DESCRIPTION
Restoration and protection projects found in this project folder are located in the Sauk River between the confluence with the Skagit River and the Suiattle River within the rearing range of all Sauk and Suiattle Chinook stocks. This rearing range is characterized by alternating sections of wide and narrow floodplains and has a moderately high level of floodplain disturbance. As a whole, this rearing range has the largest length of off-channel habitat per mainstem length of any of the rearing ranges, primarily because of the very wide floodplain and large amount of habitat near the mouth of the river. However, there are a number of hydromodifications and floodplain impacts, mostly associated with bridges, roads, and also some private property developments.

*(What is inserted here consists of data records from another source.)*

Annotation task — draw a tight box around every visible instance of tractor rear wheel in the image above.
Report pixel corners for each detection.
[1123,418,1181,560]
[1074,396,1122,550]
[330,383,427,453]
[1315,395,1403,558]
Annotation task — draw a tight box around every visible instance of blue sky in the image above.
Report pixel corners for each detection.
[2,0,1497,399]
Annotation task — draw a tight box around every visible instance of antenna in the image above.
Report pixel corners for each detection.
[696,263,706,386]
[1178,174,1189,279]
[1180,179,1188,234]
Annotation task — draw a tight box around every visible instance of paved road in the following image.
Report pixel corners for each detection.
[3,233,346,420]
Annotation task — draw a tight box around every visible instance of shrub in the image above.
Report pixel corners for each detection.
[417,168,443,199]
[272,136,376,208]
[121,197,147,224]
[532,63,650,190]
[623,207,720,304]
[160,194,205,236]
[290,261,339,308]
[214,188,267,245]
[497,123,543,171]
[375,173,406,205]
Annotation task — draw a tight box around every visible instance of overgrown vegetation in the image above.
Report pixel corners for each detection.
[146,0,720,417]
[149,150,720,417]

The restoration strategy for this rearing range is to extend bridge crossings where they cross the floodplain, remove hydromodifications where they interfere with floodplain functions, and soften hydromodifications with the use of wood and complex structures where they are on the edge of the floodplain. There are also a number of roads that could be relocated outside or to the edge of the floodplain, although some of them are major highways so the expense may be high. Lastly, it is important to protect existing habitat by keeping roads, hydromodifications and developments out of the floodplain and avoiding timber harvest in the floodplain.
Those projects contributing to the recovery goals in the Skagit Chapter of the Puget Sound Salmon Recovery Plan have project numbers beginning with the number 10.08, a reference to the chapter and section in that document. All other projects either pre-date the recovery plan or benefit other species.